Inclusive Leadership will demand that we proceed, even with uncertainty. If we lean into caution that prevents us from taking action, we risk alienating those depending on us as advocates and allies for change.
Inclusive Leadership will demand a commitment of resources and dollars for actual gains.
Inclusive Leadership calls upon us to think of employees, vendors, and customers as priorities. We must consider all of our audiences for failing to do so will cause us to falter at being inclusive.
When vying for authenticity, we must ensure the dots are fully connected and operating well. If we don't, our efforts are in vain and can do more harm than good, sending us back to the drawing board.

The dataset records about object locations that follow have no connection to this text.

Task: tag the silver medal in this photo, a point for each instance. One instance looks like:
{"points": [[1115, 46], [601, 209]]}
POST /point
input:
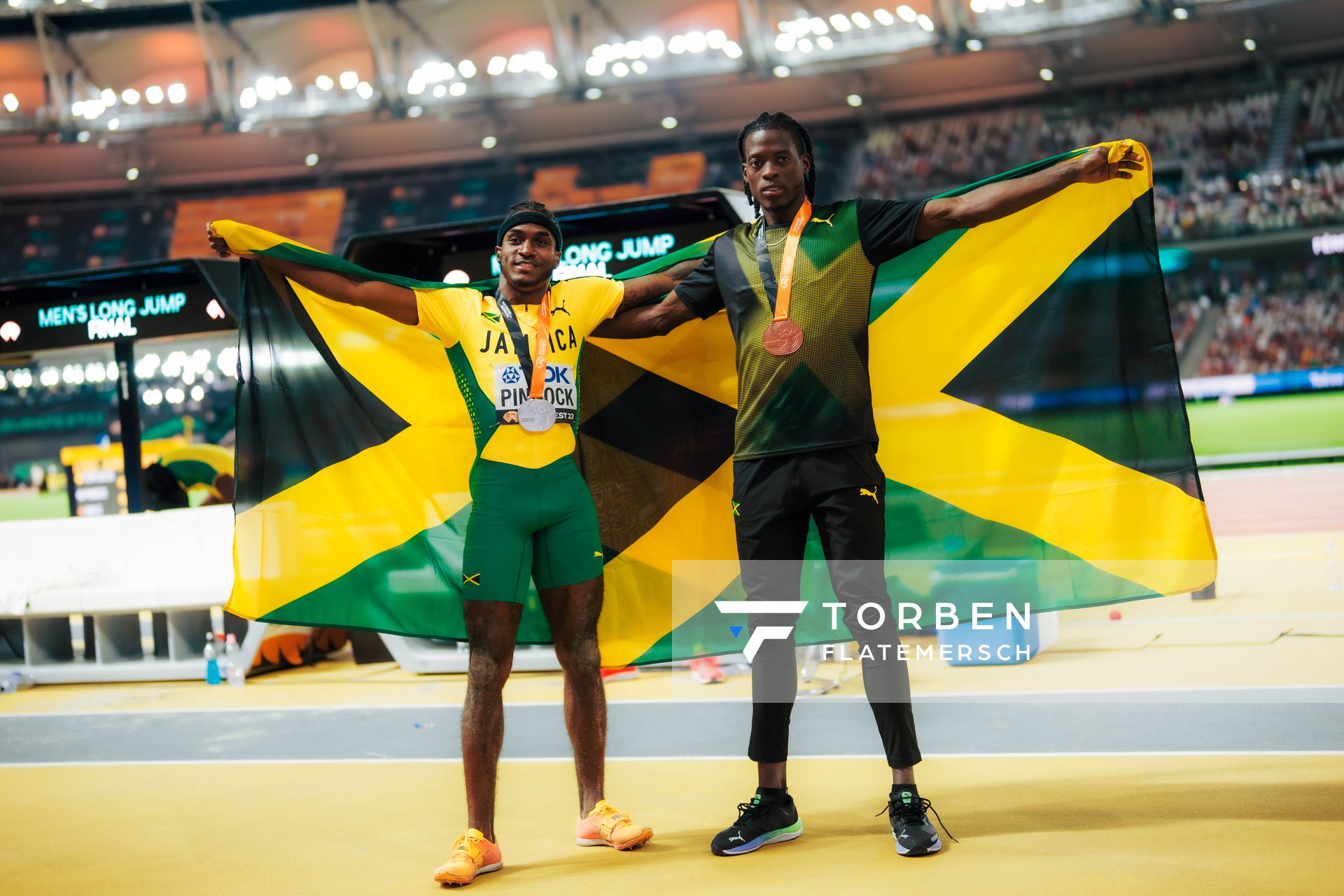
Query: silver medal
{"points": [[537, 415]]}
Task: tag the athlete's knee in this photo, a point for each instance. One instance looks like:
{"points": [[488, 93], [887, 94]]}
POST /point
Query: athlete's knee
{"points": [[488, 669], [578, 652]]}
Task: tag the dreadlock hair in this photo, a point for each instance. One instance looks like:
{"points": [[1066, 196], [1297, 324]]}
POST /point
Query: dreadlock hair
{"points": [[802, 140]]}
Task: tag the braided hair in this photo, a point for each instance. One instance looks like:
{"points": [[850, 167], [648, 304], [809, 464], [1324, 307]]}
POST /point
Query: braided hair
{"points": [[802, 140], [531, 204]]}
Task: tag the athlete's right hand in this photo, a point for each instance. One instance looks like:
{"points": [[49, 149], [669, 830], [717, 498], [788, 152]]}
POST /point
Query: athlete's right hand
{"points": [[219, 245]]}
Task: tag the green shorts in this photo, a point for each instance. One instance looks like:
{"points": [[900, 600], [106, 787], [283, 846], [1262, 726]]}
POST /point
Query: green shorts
{"points": [[528, 524]]}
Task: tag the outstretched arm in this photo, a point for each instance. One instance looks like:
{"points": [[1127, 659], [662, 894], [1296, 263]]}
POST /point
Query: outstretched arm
{"points": [[1004, 198], [647, 320], [394, 301], [647, 289]]}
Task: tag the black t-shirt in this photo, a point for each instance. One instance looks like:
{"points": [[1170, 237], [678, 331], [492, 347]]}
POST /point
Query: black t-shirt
{"points": [[820, 396]]}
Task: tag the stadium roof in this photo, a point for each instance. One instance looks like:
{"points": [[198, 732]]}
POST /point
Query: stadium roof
{"points": [[190, 93]]}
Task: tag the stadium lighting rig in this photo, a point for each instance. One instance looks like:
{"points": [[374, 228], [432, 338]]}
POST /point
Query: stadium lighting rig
{"points": [[261, 92]]}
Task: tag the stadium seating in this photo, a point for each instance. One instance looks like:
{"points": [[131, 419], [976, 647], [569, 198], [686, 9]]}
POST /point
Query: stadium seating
{"points": [[1280, 318]]}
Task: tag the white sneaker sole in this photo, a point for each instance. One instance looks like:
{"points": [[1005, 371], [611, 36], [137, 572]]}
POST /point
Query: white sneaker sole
{"points": [[483, 869], [584, 841], [937, 846]]}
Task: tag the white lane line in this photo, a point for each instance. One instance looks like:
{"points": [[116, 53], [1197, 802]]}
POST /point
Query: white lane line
{"points": [[375, 761], [918, 697], [1140, 621]]}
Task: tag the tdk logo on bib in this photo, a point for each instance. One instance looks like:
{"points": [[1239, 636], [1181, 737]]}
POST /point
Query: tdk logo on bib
{"points": [[512, 388]]}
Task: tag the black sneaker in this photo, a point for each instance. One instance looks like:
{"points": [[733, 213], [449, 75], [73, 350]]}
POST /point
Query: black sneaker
{"points": [[760, 822], [910, 825]]}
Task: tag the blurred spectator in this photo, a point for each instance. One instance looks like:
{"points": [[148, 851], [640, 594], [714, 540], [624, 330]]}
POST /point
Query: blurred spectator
{"points": [[1256, 204], [1280, 320]]}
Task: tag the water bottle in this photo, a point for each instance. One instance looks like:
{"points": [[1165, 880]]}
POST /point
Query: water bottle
{"points": [[211, 660], [233, 659], [13, 680]]}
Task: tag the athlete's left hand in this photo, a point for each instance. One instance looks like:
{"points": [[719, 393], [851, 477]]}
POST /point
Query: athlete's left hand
{"points": [[1093, 168]]}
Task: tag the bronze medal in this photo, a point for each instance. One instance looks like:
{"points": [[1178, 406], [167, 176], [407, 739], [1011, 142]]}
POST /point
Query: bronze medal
{"points": [[783, 337]]}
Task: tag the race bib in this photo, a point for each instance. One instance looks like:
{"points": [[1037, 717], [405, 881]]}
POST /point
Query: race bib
{"points": [[511, 390]]}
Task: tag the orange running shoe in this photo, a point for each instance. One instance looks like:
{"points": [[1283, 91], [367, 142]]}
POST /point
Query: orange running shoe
{"points": [[608, 827], [472, 856], [706, 671]]}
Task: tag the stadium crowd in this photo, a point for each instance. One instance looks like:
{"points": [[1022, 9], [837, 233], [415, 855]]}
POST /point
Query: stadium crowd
{"points": [[1214, 179], [1278, 320]]}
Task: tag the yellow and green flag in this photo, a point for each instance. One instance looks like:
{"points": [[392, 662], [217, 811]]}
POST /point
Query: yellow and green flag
{"points": [[1026, 393]]}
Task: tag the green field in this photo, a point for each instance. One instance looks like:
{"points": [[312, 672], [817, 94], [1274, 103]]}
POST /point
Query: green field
{"points": [[1272, 424], [33, 505]]}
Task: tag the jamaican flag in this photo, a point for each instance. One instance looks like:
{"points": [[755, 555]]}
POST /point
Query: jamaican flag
{"points": [[1026, 396]]}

Here's what we as inclusive leaders can do to set ourselves up for success.
Move From The Shallow End
How do we know we're in the shallow end of the pool? Some examples include shying away from discussions and acknowledging complex topics, being afraid to make a mistake, and lacking the ability to hold senior leaders accountable. Moving from the shallow end to the deep end requires courage. However, leaders who tackle those challenges head-on, no matter how clunky, will yield dividends in the long run. For example, Salesforce's Leadership supports access to abortions for their employees. In addition, they have created a trusted culture that has encouraged employees to boldly petition Leadership to discontinue the relationship with the National Rifle Association, given recent mass shootings.
Going The Extra Mile
When an organization invests boldly in training for diverse leaders but skimps on meeting the desires of trainees who desire more career acceleration, it falls short. The extra mile equates to amping up financial resources to provide leadership opportunities and create opportunities where there are gaps. In essence, over-betting on talent is prudent when walking the talk on inclusive declarations. Likewise, it falls short when an organization has a commitment to Diversity, Equity, and Inclusion but fails to enforce accountability for those who knowingly or unknowingly thwart those strategies. The extra mile equates to making space to explore threats (i.e., managers who roadblock career acceleration, DEI Champions who stand in the way of allowing others access, lip service, etc.) head-on, no matter how dicey the situation. It also equates to elevating sponsorship access. General Motors is an example of a company going the extra mile by enforcing accountability for generating results to support the commitment to be the most inclusive company.